MonMotha monmotha at indy.rr.com
Fri May 3 18:49:46 PDT 2002


Never used vserver, but no, you can't do that with UML.  I usually just 
reboot the UML when I make a config change if it's not a "mission 
critical" service as that only takes a few seconds since the bootup 
procedure is pretty simple (basically just start the daemon in 
question).  For systems that require hot config tuning without a full 
virtual server restart, I would probably make a bare minimum little 
daemon that just sends the restart command (often just a SIGHUP) to the 
daemon whenever you connect to it, then protect this daemon with ingress 
filtering (iptables) on the host system.  Ugly, and there is a potential 
for DoS attacks if the ingress filter is compromised, but it would work.

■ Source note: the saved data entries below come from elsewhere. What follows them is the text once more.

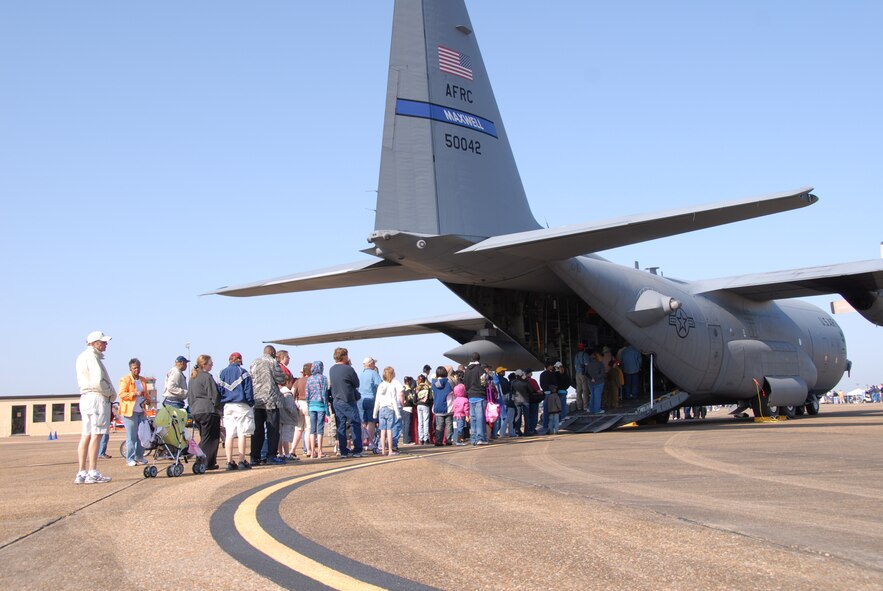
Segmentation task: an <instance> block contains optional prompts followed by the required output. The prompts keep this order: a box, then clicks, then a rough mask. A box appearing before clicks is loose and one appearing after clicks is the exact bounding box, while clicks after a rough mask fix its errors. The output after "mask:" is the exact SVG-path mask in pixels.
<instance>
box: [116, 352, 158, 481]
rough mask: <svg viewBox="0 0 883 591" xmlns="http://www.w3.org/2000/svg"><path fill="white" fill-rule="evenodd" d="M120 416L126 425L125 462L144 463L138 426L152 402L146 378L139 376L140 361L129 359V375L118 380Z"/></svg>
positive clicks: (143, 458)
mask: <svg viewBox="0 0 883 591" xmlns="http://www.w3.org/2000/svg"><path fill="white" fill-rule="evenodd" d="M119 391H120V416H121V417H122V419H123V425H125V426H126V463H127V464H128V465H129V466H137V465H139V464H146V463H147V460H145V459H144V448H143V447H142V446H141V441H140V440H139V439H138V426H139V425H140V424H141V423H142V422H144V421H146V420H147V417H146V414H145V411H146V410H147V408H148V407H149V406H150V405H151V404H153V401H152V400H151V399H150V393H149V392H148V391H147V379H146V378H143V377H141V362H140V361H138V359H130V360H129V375H127V376H125V377H124V378H122V379H121V380H120V390H119Z"/></svg>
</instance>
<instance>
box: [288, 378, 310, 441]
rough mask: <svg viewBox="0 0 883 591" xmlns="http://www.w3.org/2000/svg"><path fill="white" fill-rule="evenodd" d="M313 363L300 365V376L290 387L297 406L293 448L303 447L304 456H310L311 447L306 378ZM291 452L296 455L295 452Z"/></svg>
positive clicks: (308, 412)
mask: <svg viewBox="0 0 883 591" xmlns="http://www.w3.org/2000/svg"><path fill="white" fill-rule="evenodd" d="M312 369H313V364H312V363H304V364H303V366H301V370H300V377H299V378H298V379H297V380H296V381H295V382H294V385H293V386H292V387H291V392H292V394H293V395H294V404H295V406H297V422H296V423H295V425H294V449H295V450H298V449H303V450H304V454H305V455H306V457H308V458H309V457H312V455H313V449H312V448H311V447H310V443H311V441H312V439H313V438H312V437H310V407H309V404H307V380H308V379H310V375H311V374H312ZM292 453H293V454H295V455H297V454H296V453H295V452H292Z"/></svg>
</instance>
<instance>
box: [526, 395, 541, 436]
mask: <svg viewBox="0 0 883 591" xmlns="http://www.w3.org/2000/svg"><path fill="white" fill-rule="evenodd" d="M539 414H540V403H539V402H531V403H530V404H529V405H528V410H527V425H526V430H525V432H524V434H525V435H536V434H537V420H539Z"/></svg>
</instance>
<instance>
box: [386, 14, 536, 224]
mask: <svg viewBox="0 0 883 591" xmlns="http://www.w3.org/2000/svg"><path fill="white" fill-rule="evenodd" d="M539 227H540V226H539V224H538V223H537V222H536V220H535V219H534V217H533V214H532V213H531V211H530V206H529V205H528V202H527V197H526V196H525V194H524V187H523V186H522V184H521V177H520V176H519V174H518V168H517V167H516V165H515V158H514V156H513V155H512V150H511V148H510V146H509V140H508V138H507V136H506V130H505V129H504V127H503V122H502V120H501V117H500V112H499V110H498V108H497V102H496V99H495V98H494V94H493V90H492V89H491V84H490V80H489V78H488V73H487V71H486V70H485V67H484V60H483V59H482V57H481V52H480V51H479V48H478V42H477V40H476V38H475V34H474V33H473V30H472V24H471V21H470V19H469V14H468V13H467V11H466V6H465V4H464V2H463V0H420V1H416V2H415V1H414V0H407V1H403V0H397V2H396V5H395V14H394V18H393V29H392V42H391V47H390V64H389V80H388V84H387V95H386V112H385V118H384V126H383V147H382V154H381V162H380V182H379V190H378V195H377V216H376V218H375V226H374V229H375V231H381V230H400V231H405V232H413V233H423V234H430V235H432V234H442V235H448V234H455V235H461V236H475V237H489V236H496V235H499V234H508V233H511V232H520V231H525V230H533V229H536V228H539Z"/></svg>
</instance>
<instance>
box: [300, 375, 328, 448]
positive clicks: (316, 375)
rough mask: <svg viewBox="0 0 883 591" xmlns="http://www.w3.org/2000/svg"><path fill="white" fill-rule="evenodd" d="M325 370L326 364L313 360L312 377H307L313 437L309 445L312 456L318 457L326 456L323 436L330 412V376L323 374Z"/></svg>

I'm not sure, but the UML console might also allow the sending of 
signals to arbitrary processes.  If it doesn't, well you have the source :)

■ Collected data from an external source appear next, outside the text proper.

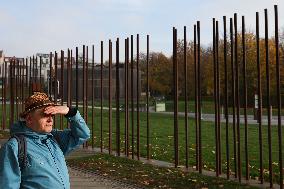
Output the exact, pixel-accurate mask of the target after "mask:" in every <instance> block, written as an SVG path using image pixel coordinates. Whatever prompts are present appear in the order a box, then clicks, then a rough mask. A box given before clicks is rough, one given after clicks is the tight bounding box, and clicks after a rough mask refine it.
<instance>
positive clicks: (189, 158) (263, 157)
mask: <svg viewBox="0 0 284 189" xmlns="http://www.w3.org/2000/svg"><path fill="white" fill-rule="evenodd" d="M98 105H99V103H97V104H96V106H98ZM80 112H81V113H82V112H83V111H82V109H80ZM91 113H92V111H91V109H89V110H88V121H87V122H88V125H89V127H90V128H91V127H92V122H91V116H92V114H91ZM102 116H103V125H102V131H101V129H100V128H101V125H100V110H98V109H96V110H95V113H94V125H93V137H92V138H93V141H94V146H95V147H100V140H101V137H100V133H101V132H102V135H103V138H102V142H103V148H105V149H108V148H109V146H108V141H109V123H108V120H109V119H108V111H107V110H104V111H103V115H102ZM115 116H116V115H115V111H113V112H112V127H111V128H112V150H115V148H116V117H115ZM56 117H57V118H56V127H57V128H58V127H59V120H60V119H59V116H56ZM64 123H65V127H66V120H65V119H64ZM146 123H147V122H146V113H142V112H141V113H140V155H141V156H143V157H146V156H147V146H146V141H147V128H146ZM173 125H174V119H173V116H169V115H163V114H150V136H149V138H150V144H151V145H150V153H151V158H152V159H157V160H162V161H167V162H174V138H173V133H174V128H173ZM133 127H134V130H133V131H134V135H133V136H132V135H131V133H132V124H131V112H130V113H129V143H130V144H129V146H130V151H131V149H132V142H131V141H132V138H133V140H134V143H133V146H134V152H133V153H134V154H136V152H137V151H136V147H137V143H136V139H137V137H136V136H137V126H136V113H135V115H134V126H133ZM283 130H284V129H283ZM283 130H282V131H283ZM244 131H245V130H244V125H241V126H240V133H241V142H240V145H241V162H242V174H243V176H244V175H245V171H246V170H245V154H244V151H245V145H244ZM262 131H263V135H262V138H263V165H264V177H265V180H268V175H269V172H268V137H267V126H263V130H262ZM120 133H121V134H120V139H121V143H120V146H121V149H120V151H121V153H124V152H125V114H124V112H121V113H120ZM271 135H272V162H273V173H274V175H273V176H274V182H279V167H278V131H277V127H276V126H272V133H271ZM282 135H283V136H284V133H282ZM188 136H189V148H188V149H189V164H190V166H191V167H192V166H195V165H196V162H195V158H196V157H195V151H196V145H195V139H196V138H195V121H194V120H193V119H189V130H188ZM225 139H226V138H225V125H224V124H221V153H222V169H223V171H225V169H226V164H227V162H226V151H225V149H226V140H225ZM89 144H92V142H91V140H90V142H89ZM282 146H283V145H282ZM248 150H249V169H250V170H249V171H250V176H251V178H255V179H257V177H258V176H259V170H258V169H259V140H258V126H257V125H249V127H248ZM215 151H216V149H215V126H214V123H213V122H204V121H203V122H202V158H203V164H204V169H207V170H211V171H214V170H215ZM179 153H180V156H179V163H180V165H185V129H184V118H183V117H179ZM229 154H230V162H229V165H230V169H231V172H232V174H233V172H234V164H233V163H234V155H233V128H232V125H231V124H230V125H229ZM232 176H233V175H232Z"/></svg>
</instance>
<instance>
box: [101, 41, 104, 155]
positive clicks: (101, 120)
mask: <svg viewBox="0 0 284 189" xmlns="http://www.w3.org/2000/svg"><path fill="white" fill-rule="evenodd" d="M103 51H104V42H103V41H101V87H100V89H101V95H100V97H101V115H100V116H101V130H100V134H101V138H100V140H101V141H100V142H101V152H103V64H104V62H103V61H104V54H103V53H104V52H103Z"/></svg>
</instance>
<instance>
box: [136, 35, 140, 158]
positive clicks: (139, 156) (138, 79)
mask: <svg viewBox="0 0 284 189" xmlns="http://www.w3.org/2000/svg"><path fill="white" fill-rule="evenodd" d="M136 42H137V47H136V50H137V54H136V55H137V57H136V62H137V68H136V69H137V70H136V71H137V96H136V97H137V144H136V145H137V158H138V160H140V108H139V107H140V99H139V97H140V87H141V86H140V75H139V74H140V70H139V64H140V63H139V34H137V36H136Z"/></svg>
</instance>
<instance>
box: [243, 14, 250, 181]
mask: <svg viewBox="0 0 284 189" xmlns="http://www.w3.org/2000/svg"><path fill="white" fill-rule="evenodd" d="M242 47H243V52H242V54H243V90H244V97H243V98H244V119H245V160H246V180H249V157H248V121H247V106H248V105H247V78H246V29H245V17H244V16H242Z"/></svg>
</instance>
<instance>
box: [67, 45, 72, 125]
mask: <svg viewBox="0 0 284 189" xmlns="http://www.w3.org/2000/svg"><path fill="white" fill-rule="evenodd" d="M70 60H71V59H70V49H68V57H67V106H68V107H71V104H70V101H71V100H70V98H71V69H70ZM66 127H67V128H70V124H69V122H67V124H66Z"/></svg>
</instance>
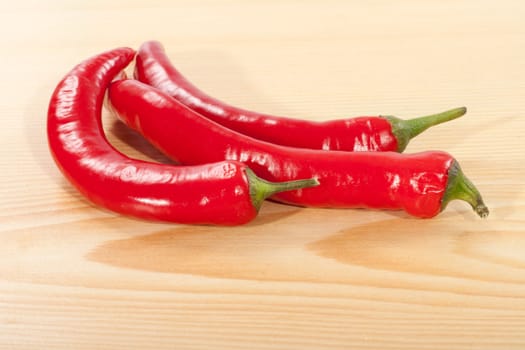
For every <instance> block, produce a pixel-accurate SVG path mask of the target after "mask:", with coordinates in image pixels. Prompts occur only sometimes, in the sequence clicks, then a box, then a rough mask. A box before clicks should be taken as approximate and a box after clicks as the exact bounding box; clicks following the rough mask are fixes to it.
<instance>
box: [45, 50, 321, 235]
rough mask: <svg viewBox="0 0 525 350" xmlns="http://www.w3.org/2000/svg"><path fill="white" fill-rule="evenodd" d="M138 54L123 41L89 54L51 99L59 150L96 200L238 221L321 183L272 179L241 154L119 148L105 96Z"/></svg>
mask: <svg viewBox="0 0 525 350" xmlns="http://www.w3.org/2000/svg"><path fill="white" fill-rule="evenodd" d="M134 54H135V52H134V50H132V49H129V48H119V49H115V50H112V51H108V52H105V53H102V54H100V55H97V56H94V57H92V58H90V59H87V60H85V61H84V62H82V63H80V64H79V65H78V66H76V67H75V68H73V70H71V71H70V72H69V73H68V74H67V75H66V76H65V77H64V78H63V79H62V81H61V82H60V83H59V84H58V86H57V87H56V89H55V91H54V93H53V95H52V97H51V101H50V103H49V110H48V120H47V134H48V142H49V147H50V150H51V153H52V155H53V157H54V159H55V161H56V163H57V165H58V167H59V168H60V169H61V171H62V172H63V174H64V175H65V176H66V177H67V178H68V179H69V181H71V183H72V184H73V185H74V186H75V187H76V188H77V189H78V190H79V191H80V192H81V193H82V194H83V195H84V196H86V197H87V198H88V199H89V200H91V201H92V202H93V203H95V204H97V205H99V206H102V207H104V208H107V209H110V210H113V211H115V212H118V213H122V214H126V215H130V216H135V217H139V218H145V219H157V220H163V221H172V222H180V223H209V224H223V225H236V224H242V223H245V222H248V221H250V220H251V219H253V218H254V217H255V216H256V214H257V211H258V209H259V207H260V205H261V204H262V201H263V199H264V198H266V197H268V196H269V195H271V194H273V193H275V192H277V191H283V190H290V189H297V188H302V187H304V186H312V185H315V184H316V183H317V182H316V181H315V180H305V181H295V182H289V183H269V182H267V181H264V180H262V179H260V178H258V177H257V176H255V174H253V172H252V171H251V170H249V169H248V168H247V167H246V165H244V164H242V163H240V162H236V161H223V162H219V163H213V164H205V165H200V166H169V165H165V164H156V163H150V162H144V161H139V160H135V159H131V158H129V157H127V156H125V155H123V154H122V153H120V152H118V151H117V150H116V149H114V148H113V147H112V146H111V145H110V144H109V143H108V142H107V140H106V138H105V136H104V132H103V130H102V124H101V110H102V102H103V99H104V93H105V91H106V88H107V86H108V84H109V83H110V82H111V80H112V79H113V78H114V77H115V76H116V75H117V74H118V73H119V72H120V71H121V70H122V69H124V68H125V67H126V66H127V65H128V63H129V62H131V61H132V60H133V57H134Z"/></svg>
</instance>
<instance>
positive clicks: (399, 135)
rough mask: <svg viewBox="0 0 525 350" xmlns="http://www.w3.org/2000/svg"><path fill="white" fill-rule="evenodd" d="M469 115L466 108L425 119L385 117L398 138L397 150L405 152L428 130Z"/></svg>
mask: <svg viewBox="0 0 525 350" xmlns="http://www.w3.org/2000/svg"><path fill="white" fill-rule="evenodd" d="M465 113H467V108H466V107H459V108H454V109H451V110H448V111H445V112H442V113H437V114H432V115H427V116H424V117H418V118H414V119H408V120H404V119H400V118H397V117H394V116H385V117H384V118H386V119H387V120H388V121H389V122H390V125H391V126H392V133H393V134H394V135H395V136H396V138H397V143H398V146H397V150H398V152H403V151H404V150H405V148H406V146H407V145H408V142H409V141H410V140H411V139H412V138H414V137H416V136H417V135H419V134H421V133H422V132H423V131H425V130H427V129H428V128H430V127H432V126H434V125H438V124H442V123H445V122H448V121H450V120H454V119H456V118H459V117H461V116H462V115H464V114H465Z"/></svg>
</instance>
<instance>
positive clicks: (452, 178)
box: [441, 160, 489, 218]
mask: <svg viewBox="0 0 525 350" xmlns="http://www.w3.org/2000/svg"><path fill="white" fill-rule="evenodd" d="M454 199H460V200H463V201H465V202H467V203H469V204H470V205H471V207H472V209H473V210H474V211H475V212H476V214H478V215H479V216H480V217H481V218H486V217H487V216H488V215H489V209H488V208H487V206H486V205H485V203H484V202H483V198H481V194H480V193H479V191H478V189H477V188H476V187H475V186H474V184H473V183H472V182H471V181H470V180H469V179H468V178H467V177H466V176H465V174H464V173H463V171H462V170H461V167H460V166H459V163H458V162H457V161H456V160H454V161H453V163H452V165H451V166H450V169H449V171H448V180H447V188H446V189H445V194H444V195H443V199H442V202H441V210H443V209H445V207H446V206H447V204H448V203H449V202H450V201H452V200H454Z"/></svg>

I haven't set up very many of these UML jails (only 1 really, it was for 
  an apache server), so I can't really say much.

--MonMotha

Warren Togami wrote:
> ----- Original Message -----
> From: "MonMotha" <monmotha at indy.rr.com>
> To: <luau at videl.ics.hawaii.edu>
> Sent: Friday, May 03, 2002 11:15 AM
> Subject: Re: [luau] INFO: Heavy duty storage needs
> 
> 
> 
>>I've used UML before to isolate services.  Ever tried breaking out of a
>>chroot jail?  This is even better.  Ever tried breaking a system where
>>the only thing available is a readonly root filesystem with a single
>>daemon and a few required utils?  Gotta love UML :)
>>
>>--MonMotha
>>
> 
> Yeah, vserver is very similar, except with lower overhead.  Can you enter
> individual UML security contextes with a bash shell in order to restart a
> service after a config file change?